BIOs points to the bootable drive, this will not change unless you
make a different drive the master bootable drive.
Hd stands for hard drive just like fd stands for floppy. The first
letter for the device tells us the drive type, hard drives have two
types defined by the letters s and h and this is because there are
more than one type of interface. Because windows is on its own drive
(virtual drive) as is Linux, the pointer points to the first track of
the drive, this is not new but the way it has always been.

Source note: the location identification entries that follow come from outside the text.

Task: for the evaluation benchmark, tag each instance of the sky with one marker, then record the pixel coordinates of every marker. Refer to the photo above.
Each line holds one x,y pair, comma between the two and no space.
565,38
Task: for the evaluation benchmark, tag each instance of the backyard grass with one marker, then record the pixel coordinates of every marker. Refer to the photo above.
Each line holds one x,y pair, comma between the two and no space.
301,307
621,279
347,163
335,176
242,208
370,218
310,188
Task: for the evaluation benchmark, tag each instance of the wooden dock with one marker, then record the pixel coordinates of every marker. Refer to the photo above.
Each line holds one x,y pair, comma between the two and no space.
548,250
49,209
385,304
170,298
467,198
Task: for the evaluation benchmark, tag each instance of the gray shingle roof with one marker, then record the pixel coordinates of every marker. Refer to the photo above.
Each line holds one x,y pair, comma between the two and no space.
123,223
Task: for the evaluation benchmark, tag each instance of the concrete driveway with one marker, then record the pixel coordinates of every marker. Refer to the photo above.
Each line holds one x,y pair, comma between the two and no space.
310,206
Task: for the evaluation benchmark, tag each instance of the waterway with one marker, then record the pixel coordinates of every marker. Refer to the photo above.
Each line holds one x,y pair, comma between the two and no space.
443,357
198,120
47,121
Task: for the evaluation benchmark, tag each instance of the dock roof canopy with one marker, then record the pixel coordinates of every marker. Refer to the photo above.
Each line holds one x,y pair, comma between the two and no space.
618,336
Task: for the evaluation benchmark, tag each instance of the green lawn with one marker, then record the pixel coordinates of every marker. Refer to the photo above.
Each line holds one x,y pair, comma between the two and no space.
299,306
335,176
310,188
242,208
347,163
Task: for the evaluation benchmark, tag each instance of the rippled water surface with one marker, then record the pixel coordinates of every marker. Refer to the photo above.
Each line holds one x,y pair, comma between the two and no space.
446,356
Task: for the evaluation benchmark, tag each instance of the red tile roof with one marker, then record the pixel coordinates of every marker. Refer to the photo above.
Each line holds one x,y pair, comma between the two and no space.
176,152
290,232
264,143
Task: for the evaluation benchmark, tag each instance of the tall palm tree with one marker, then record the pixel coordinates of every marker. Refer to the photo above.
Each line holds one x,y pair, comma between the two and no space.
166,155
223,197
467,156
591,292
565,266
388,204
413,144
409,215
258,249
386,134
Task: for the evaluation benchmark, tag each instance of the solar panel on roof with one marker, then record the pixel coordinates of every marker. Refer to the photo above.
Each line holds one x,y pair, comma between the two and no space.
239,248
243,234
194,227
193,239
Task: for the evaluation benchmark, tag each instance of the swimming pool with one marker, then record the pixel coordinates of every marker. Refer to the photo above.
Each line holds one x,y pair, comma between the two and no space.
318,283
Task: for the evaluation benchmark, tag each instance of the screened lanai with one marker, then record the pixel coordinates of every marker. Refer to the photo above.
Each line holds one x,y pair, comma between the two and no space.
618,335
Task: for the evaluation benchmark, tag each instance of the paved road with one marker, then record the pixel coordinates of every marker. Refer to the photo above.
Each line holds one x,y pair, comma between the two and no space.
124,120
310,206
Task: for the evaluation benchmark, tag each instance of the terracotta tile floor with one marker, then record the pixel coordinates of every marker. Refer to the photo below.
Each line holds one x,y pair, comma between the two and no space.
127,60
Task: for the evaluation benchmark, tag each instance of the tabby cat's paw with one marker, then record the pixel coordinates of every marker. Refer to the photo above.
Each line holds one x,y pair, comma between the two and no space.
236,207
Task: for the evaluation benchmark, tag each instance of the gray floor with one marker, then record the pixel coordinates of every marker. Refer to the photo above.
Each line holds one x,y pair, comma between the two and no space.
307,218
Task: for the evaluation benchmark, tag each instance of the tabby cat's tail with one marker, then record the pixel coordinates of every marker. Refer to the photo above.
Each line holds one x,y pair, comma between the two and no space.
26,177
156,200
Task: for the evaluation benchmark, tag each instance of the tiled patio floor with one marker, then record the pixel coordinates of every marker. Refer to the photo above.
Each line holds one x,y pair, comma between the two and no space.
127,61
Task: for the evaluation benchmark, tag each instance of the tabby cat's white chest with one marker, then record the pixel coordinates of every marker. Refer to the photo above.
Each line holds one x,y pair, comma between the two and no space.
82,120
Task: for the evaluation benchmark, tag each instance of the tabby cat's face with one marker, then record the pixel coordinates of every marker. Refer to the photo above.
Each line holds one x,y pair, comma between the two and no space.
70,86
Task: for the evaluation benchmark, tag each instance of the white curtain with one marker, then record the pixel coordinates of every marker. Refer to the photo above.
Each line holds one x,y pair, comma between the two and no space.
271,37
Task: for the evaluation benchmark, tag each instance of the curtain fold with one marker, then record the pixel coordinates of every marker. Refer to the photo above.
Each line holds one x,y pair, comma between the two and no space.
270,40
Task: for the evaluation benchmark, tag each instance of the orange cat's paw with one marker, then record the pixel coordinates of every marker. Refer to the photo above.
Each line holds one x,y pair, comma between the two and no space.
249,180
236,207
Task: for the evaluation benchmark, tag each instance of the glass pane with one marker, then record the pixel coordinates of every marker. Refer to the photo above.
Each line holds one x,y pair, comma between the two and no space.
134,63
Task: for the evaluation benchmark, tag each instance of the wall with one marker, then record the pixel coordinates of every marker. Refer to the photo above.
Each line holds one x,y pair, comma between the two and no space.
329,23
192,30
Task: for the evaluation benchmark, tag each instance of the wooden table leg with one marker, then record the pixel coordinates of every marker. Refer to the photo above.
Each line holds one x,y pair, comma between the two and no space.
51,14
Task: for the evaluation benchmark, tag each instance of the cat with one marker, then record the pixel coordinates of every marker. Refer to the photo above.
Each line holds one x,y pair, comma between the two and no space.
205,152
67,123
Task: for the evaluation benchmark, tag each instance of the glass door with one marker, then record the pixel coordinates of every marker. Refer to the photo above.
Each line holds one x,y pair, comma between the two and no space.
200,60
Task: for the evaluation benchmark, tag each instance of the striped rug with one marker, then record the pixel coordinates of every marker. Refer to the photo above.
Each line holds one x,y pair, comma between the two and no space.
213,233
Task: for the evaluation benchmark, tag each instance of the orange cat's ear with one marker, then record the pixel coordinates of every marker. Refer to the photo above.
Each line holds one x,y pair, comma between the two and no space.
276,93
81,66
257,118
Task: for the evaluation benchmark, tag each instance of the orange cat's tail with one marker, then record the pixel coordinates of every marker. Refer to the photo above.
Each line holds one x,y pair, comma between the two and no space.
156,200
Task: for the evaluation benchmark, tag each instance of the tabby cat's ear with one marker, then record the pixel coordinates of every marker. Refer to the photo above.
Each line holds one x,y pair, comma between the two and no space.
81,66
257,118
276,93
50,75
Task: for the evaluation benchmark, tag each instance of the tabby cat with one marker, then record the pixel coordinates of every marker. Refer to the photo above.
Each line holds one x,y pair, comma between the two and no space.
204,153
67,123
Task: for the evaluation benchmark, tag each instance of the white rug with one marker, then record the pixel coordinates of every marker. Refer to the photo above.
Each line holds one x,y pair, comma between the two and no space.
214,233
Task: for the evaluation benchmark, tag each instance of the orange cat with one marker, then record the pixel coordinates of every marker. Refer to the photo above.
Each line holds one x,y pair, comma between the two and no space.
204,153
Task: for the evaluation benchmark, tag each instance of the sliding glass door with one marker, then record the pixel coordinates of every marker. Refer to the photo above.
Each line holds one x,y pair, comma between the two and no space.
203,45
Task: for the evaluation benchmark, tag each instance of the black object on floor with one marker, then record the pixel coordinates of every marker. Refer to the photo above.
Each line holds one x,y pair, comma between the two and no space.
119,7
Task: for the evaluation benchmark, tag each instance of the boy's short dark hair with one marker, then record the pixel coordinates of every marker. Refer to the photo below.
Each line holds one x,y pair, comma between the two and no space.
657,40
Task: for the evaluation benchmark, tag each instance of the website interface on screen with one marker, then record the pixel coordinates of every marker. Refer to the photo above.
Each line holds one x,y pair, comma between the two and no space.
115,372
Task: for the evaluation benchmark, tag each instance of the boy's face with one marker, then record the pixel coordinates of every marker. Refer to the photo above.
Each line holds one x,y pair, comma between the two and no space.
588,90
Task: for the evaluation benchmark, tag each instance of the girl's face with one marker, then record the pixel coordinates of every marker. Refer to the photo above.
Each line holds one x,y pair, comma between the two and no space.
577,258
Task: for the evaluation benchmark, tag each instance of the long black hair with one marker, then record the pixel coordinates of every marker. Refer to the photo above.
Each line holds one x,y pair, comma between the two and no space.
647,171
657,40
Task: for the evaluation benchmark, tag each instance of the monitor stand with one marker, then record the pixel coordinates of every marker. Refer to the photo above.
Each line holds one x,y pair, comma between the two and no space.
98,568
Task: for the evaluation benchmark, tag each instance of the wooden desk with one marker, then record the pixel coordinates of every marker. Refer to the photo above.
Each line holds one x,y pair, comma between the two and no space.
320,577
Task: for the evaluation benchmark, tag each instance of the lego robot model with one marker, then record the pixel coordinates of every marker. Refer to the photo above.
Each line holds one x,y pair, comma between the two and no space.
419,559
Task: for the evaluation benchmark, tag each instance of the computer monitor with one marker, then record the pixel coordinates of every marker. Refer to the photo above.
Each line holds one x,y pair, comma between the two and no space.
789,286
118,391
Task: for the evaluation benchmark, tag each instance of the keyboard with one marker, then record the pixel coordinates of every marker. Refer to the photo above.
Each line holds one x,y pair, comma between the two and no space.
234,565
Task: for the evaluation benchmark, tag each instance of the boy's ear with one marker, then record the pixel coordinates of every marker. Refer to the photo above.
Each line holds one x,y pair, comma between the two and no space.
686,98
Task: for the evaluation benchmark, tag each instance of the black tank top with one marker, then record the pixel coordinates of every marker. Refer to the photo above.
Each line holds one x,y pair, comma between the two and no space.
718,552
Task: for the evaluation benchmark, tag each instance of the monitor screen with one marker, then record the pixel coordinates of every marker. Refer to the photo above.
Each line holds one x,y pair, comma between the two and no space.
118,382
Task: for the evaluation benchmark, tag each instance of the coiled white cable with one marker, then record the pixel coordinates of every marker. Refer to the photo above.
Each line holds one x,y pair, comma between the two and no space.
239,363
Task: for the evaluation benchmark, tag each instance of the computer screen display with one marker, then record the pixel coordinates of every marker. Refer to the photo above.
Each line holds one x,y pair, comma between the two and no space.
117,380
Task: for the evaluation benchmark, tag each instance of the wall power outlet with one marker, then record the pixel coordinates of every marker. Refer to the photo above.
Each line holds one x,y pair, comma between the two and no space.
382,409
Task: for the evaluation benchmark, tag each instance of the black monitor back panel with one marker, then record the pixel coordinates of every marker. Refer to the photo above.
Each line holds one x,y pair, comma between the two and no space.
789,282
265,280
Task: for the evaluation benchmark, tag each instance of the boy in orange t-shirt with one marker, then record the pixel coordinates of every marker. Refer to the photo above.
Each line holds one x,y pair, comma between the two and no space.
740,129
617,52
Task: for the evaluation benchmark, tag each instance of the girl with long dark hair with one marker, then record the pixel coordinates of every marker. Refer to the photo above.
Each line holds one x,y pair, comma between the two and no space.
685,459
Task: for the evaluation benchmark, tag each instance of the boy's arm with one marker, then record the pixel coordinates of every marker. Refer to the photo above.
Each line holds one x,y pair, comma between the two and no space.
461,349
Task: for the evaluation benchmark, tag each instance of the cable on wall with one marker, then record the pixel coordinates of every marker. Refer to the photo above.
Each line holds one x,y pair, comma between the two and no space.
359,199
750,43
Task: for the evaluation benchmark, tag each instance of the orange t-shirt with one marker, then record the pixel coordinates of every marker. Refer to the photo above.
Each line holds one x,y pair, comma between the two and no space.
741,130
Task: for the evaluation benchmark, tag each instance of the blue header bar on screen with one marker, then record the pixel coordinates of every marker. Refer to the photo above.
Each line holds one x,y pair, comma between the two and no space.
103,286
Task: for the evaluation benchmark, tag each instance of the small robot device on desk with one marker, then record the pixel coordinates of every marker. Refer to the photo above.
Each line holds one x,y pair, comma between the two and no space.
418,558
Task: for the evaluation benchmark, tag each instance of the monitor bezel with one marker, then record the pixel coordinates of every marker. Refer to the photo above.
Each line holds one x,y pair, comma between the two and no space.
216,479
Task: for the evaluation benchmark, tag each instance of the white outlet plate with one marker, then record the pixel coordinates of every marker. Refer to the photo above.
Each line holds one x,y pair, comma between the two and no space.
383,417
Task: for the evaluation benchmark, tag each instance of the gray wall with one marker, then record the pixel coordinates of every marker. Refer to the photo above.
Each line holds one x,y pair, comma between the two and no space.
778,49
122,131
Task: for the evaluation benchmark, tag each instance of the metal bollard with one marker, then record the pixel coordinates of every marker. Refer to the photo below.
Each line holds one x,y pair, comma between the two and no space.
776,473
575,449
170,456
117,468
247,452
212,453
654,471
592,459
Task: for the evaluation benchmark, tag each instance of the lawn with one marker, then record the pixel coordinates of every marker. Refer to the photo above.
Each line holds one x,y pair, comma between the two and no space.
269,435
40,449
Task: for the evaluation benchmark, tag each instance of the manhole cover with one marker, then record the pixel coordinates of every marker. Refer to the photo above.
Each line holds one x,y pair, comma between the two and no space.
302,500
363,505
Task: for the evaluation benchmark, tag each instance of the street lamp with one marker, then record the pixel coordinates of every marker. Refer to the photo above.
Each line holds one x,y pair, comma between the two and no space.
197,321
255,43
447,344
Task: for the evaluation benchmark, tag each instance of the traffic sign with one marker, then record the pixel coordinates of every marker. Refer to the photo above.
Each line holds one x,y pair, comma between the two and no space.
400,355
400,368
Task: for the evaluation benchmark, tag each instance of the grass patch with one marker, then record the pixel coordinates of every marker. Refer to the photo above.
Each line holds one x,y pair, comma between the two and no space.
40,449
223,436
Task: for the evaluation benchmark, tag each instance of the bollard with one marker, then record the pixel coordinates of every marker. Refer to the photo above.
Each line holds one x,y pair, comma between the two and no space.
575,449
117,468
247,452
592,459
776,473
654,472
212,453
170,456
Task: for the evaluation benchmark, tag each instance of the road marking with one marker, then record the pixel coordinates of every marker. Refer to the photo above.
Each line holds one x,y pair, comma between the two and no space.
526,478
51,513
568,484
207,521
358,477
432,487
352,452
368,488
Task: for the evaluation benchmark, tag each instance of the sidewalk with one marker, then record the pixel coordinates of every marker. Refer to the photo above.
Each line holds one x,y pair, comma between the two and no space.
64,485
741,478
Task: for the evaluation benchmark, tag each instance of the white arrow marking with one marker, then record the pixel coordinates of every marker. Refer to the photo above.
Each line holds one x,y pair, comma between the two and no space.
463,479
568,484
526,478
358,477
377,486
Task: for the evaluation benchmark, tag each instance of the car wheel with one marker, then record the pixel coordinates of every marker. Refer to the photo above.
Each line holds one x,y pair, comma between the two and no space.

Grub is a boot utility that allows you to choose more than one disk
drive at start up, the grub simply takes up the first track of the
bootable hard drive and gives you an option of what drive to use. The
computer the OS and the grub or other utility could care less how many
other systems can run on it, only that it has taken control of the
computer.
Windows understands the file system it uses and won't recognize any
other file system, this is a good reason to use Linux native file
system when dual booting for the Linux space. Without special
utilities installed Linux will not write to NTFS even if it knows it
is there. ext3 file system is hidden from windows because it can't
understand the system without a utility to do so. A very good reason
not to use any of these utilities.
On the ubuntu sites documentation there is a chapter on understanding
the Linux file system so you understand how to find things before you
get lost in it. I suggest reading this short chapter to familiarize
yourself as to how things are stored on your system.
menu.lst has comments on the selection for start up defaults, simply
open the list and read it to make your default system start if you
have a preference. You can delete any old lines you are not using and
you can also tell grub how long you want it to wait before choosing
the default for you.
Hope this helps you understand what is happening, if not read the
goods on the ubuntu sites documentation if you want to know more.